Our first stop after the very efficient border control operation (the U.S. border control folks could learn a thing or two about how to design a border crossing for efficient processing) was a handicraft center. It turned out that the center only bakes a cake if they know you’re a-comin’; so we caught them off guard. But a gentleman who spoke excellent English graciously showed us around and introduced us to the craftspeople who were working that day. We saw an artist producing batik and got a full explanation and demonstration of technique. Then we moved on to a musical instrument maker who was making drums called kompang of goatskin stretched over lauan heads. He started with hides and logs and turned out highly finished goods that included several types of drums as well as bamboo flutes. The next stop was a knife-making operation. These were various styles of hunting knives and reproduction historic weaponry, all in intricate, highly finished wooden scabbards that matched the handles.
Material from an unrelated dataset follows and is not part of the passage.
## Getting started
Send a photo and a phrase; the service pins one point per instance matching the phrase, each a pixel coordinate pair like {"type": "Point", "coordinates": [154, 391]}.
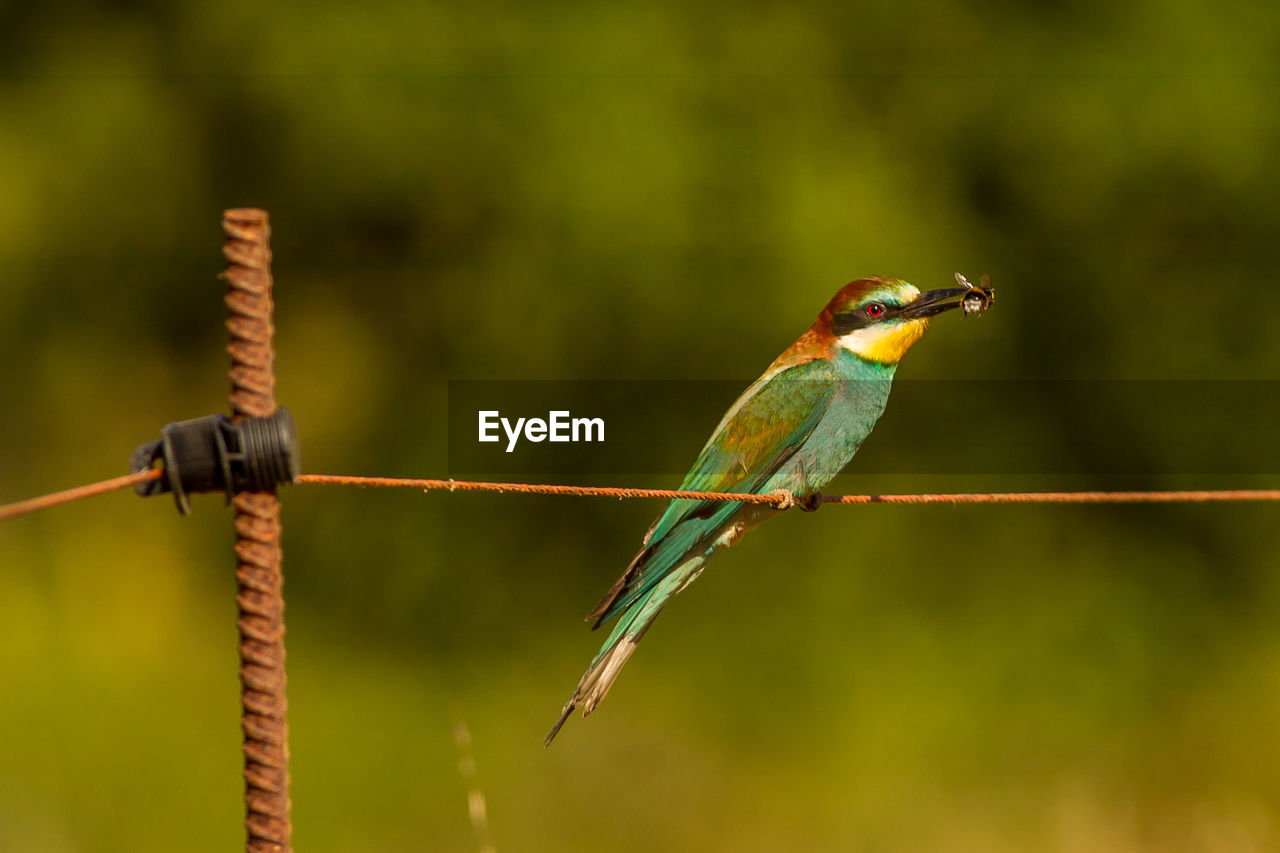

They began with a block of wood and a block of steel (mostly 440C stainless) and turned out gorgeous work. The head of the operation is a customs agent in his day job. He acknowledged that it would not be possible to take a knife back to the U.S. on a plane.
After the craft center, we stopped for a latish lunch at a neighborhood eatery. It was an open air place under an insubstantial shelter that nonetheless kept the sudden, drenching rain off us as we ate. This was street food. Much of it was deep-fried and banana-based. Yummy, filling, cheap. What else can you ask for from street food. The locals keep asking us if the food is too spicy for us, but we really haven’t encountered anything that sets off fire alarms yet.
And it was nice to be someplace where bananas are a staple. In Australia, where imported bananas are forbidden and the main growing area was wiped out by floods, organic bananas (grown in a different region and therefore the only kind available in the market) were selling for AUD 12.98 (about USD 13.25) per kilogram. That’s around six bucks a pound, up from the three bucks a pound they cost before the floods. Needless to say, we had no bananas in Australia.